The stigma of seeking help for emotional, developmental or learning problems can sometimes be the biggest barrier to getting help for your child.
Common reasons parents are reluctant to seek help include:
“I don’t want my kid to think something is wrong with him.”
“Won’t he eventually learn these things on his own?”
“Her father has ADHD & dylexia, but he’s never gotten therapy.”
“Labeling my child will give him an excuse to be a victim and not try.”
“I don’t like the idea of my child talking to others about our family and marriage.”
“His father won’t agree to counseling.”
“Aren’t these things I should be able to help my kid with?”
“What if it’s my fault and it’s something I’m doing? What if I can’t change it?”
“Will I lose control?”
“How much will this cost me?”
“He’s gotten better recently.”
Parenting is one of the toughest jobs you may ever have, and all of these concerns are valid. And some children need more than a parent is equipped to offer. Often it is much easier for a child or teen to work through problems with someone who isn’t their parent, teacher or friend (even when they initially resist the idea).

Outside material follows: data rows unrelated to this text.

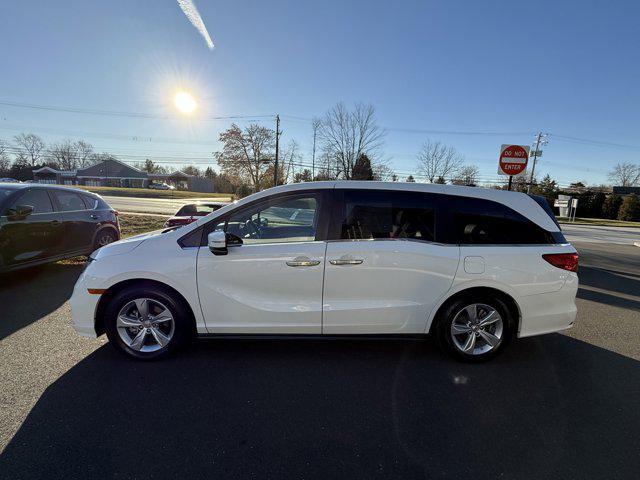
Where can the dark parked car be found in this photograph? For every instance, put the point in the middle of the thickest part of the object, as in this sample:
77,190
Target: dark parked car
191,212
45,223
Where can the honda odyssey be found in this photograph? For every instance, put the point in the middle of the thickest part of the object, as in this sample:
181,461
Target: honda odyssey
474,267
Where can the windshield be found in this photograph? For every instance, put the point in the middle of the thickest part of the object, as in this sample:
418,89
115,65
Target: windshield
5,192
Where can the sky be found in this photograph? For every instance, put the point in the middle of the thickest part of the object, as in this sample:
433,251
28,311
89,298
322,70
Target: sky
473,75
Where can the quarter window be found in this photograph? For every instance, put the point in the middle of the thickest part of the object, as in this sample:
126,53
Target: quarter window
289,219
477,221
387,215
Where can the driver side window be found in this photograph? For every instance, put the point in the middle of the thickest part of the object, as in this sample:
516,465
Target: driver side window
288,219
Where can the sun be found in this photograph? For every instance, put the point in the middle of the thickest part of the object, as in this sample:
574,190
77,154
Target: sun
184,102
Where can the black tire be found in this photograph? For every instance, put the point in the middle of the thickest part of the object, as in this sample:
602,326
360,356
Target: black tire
183,328
104,237
445,337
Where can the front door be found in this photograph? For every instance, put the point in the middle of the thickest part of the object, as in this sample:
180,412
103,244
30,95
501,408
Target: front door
272,283
79,222
34,237
384,271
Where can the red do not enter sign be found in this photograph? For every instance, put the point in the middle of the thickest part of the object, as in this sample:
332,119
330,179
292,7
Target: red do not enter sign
513,159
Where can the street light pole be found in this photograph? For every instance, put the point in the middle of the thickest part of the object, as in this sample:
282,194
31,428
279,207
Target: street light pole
275,171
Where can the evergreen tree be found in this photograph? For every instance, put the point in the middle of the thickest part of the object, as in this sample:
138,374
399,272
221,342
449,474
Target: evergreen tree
362,169
611,206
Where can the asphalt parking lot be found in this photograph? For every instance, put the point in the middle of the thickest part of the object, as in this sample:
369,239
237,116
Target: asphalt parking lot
556,406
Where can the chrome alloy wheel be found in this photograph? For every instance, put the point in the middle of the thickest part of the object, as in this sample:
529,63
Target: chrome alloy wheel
477,329
145,325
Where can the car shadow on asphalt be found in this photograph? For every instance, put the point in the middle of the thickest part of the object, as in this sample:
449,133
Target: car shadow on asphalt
549,407
28,295
611,285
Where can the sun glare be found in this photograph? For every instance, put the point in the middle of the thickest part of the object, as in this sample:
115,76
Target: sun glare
185,102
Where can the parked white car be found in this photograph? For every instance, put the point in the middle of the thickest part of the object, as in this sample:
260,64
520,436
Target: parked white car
475,267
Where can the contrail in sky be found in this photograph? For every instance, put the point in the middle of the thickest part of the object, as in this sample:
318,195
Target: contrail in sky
194,17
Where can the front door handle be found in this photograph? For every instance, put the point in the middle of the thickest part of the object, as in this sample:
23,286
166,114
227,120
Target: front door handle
303,262
346,261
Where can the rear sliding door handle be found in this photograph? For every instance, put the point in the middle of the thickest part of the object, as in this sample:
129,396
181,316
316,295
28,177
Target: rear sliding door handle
346,261
303,263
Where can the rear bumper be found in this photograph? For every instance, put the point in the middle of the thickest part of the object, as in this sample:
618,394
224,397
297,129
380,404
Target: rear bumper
83,308
549,312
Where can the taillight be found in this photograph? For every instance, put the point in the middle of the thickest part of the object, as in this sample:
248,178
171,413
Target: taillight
565,261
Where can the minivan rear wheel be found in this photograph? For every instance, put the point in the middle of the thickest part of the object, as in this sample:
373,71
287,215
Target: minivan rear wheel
475,329
146,324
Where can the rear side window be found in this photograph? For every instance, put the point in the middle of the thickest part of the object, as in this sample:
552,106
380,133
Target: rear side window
36,198
379,214
90,202
197,210
483,222
69,201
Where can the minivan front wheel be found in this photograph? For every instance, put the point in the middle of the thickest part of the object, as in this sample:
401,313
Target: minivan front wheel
146,324
475,329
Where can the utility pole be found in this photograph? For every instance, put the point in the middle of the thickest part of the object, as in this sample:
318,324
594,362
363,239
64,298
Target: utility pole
275,172
539,140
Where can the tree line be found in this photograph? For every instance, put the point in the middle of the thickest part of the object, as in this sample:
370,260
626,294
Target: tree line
350,146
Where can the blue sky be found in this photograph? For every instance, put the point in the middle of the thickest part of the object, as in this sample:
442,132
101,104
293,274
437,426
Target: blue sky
568,68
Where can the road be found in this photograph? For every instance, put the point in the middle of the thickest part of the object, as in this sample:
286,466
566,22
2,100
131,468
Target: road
595,234
556,406
161,206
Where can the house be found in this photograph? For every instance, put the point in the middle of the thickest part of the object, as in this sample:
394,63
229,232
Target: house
114,173
624,191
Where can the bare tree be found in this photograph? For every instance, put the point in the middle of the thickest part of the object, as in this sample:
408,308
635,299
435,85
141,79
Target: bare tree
625,175
64,155
467,175
345,135
84,154
32,148
247,153
437,160
5,161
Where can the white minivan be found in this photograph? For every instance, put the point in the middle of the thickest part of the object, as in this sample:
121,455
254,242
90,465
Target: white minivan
474,267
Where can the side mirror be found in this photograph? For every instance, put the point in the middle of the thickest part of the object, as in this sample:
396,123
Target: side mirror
217,242
19,212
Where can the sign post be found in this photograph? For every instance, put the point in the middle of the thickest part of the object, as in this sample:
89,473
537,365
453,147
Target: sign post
513,161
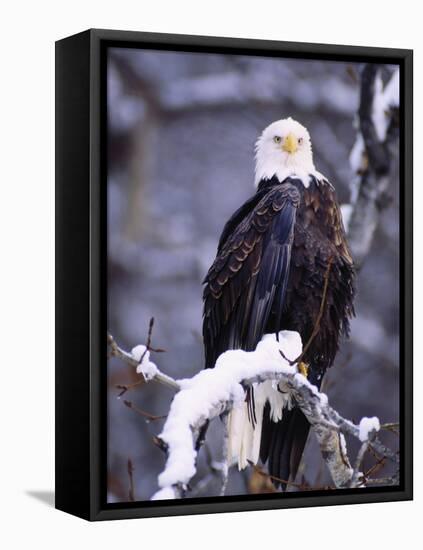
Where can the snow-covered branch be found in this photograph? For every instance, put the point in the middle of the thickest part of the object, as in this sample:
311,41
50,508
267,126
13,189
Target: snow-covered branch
370,158
216,392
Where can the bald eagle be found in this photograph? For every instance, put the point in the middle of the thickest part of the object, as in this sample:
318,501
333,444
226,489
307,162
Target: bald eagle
273,258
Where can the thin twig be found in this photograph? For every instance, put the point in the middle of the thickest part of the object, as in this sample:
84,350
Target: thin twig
141,412
126,387
131,493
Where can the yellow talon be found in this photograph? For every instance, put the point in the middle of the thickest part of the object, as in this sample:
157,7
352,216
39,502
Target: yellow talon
303,369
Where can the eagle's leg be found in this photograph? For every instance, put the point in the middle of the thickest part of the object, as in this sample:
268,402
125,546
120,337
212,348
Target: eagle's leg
303,368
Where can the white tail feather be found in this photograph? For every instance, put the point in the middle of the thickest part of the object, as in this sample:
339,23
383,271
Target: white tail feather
244,438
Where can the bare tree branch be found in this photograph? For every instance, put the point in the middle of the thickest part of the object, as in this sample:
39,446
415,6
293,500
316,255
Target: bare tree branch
371,158
215,392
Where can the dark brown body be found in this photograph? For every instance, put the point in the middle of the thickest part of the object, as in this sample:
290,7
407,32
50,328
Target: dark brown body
269,275
319,238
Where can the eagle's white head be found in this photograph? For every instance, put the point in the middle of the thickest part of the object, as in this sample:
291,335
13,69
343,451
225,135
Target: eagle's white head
284,149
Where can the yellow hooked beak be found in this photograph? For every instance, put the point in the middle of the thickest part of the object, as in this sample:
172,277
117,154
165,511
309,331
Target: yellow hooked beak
290,144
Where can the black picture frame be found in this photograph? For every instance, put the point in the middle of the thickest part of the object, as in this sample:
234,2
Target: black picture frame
81,291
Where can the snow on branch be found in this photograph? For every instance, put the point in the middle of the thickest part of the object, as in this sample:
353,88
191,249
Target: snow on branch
370,158
215,392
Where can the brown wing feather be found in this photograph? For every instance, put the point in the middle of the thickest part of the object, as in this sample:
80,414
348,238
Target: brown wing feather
239,289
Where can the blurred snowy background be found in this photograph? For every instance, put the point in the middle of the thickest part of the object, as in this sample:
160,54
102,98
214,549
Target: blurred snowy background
182,129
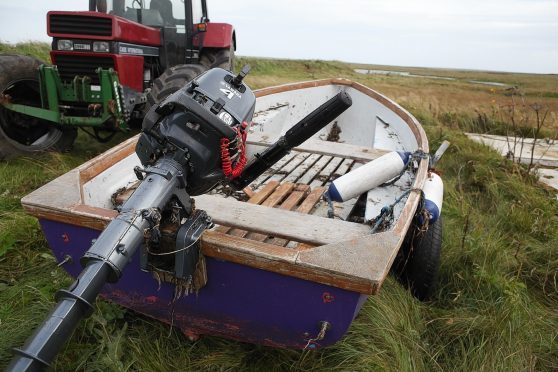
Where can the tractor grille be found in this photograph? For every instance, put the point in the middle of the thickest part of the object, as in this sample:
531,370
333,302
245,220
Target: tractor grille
70,66
80,25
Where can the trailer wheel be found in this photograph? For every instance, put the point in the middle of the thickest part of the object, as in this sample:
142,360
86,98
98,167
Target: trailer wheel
170,81
19,133
418,261
213,57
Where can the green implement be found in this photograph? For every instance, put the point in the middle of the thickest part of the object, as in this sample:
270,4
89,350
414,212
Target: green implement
101,106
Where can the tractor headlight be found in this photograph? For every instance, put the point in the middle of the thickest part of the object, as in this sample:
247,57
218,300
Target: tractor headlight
65,45
101,46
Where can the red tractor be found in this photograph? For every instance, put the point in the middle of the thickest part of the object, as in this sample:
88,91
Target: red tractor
109,65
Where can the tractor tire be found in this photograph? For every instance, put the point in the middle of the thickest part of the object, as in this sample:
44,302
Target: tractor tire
223,58
170,81
22,134
418,261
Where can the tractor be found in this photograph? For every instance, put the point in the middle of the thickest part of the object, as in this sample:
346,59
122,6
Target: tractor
109,66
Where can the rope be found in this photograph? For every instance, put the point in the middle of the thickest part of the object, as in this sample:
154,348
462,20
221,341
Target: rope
417,155
330,207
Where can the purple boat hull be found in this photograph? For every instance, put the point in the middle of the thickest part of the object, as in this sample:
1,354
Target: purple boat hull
238,302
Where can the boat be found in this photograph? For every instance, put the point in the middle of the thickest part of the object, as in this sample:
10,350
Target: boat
283,266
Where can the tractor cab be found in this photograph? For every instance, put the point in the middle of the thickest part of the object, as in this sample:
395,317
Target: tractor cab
182,24
110,64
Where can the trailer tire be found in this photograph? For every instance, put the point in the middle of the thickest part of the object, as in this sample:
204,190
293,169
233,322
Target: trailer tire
170,81
214,57
418,261
22,134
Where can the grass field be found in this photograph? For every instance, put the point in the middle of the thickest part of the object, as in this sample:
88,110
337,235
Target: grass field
496,306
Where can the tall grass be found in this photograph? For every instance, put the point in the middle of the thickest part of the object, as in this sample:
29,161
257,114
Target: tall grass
494,309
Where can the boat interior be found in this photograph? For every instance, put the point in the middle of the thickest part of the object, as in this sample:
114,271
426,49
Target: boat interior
280,221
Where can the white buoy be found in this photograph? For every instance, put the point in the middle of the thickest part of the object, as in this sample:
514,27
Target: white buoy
433,196
369,176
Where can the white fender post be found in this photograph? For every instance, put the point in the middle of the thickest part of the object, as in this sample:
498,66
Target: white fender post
433,196
369,176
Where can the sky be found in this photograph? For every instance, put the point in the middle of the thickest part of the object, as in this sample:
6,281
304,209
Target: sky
498,35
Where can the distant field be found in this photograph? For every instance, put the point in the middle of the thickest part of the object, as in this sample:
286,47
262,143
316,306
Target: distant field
496,305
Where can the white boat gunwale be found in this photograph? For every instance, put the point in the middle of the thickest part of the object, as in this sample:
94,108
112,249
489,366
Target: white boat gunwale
360,263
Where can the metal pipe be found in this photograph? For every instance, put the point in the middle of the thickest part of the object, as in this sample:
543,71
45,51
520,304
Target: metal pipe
103,262
299,133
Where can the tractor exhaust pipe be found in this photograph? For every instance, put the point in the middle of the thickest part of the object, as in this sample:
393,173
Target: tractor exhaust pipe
295,136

While some kids find ways to get through problems on their own, many do not and are prone to live their lives in a limited way or make poor choices as they struggle to cope. Everything we do at Children’s Health Council is designed to help the child and family alleviate their struggles to live a full life. Often the whole family benefits from what the child is learning.
It takes courage to ask for help. Talk to someone about what prevents you from reaching out for help. Ask questions, state your concerns and as you listen, evaluate whether or not getting help is the right step for your family.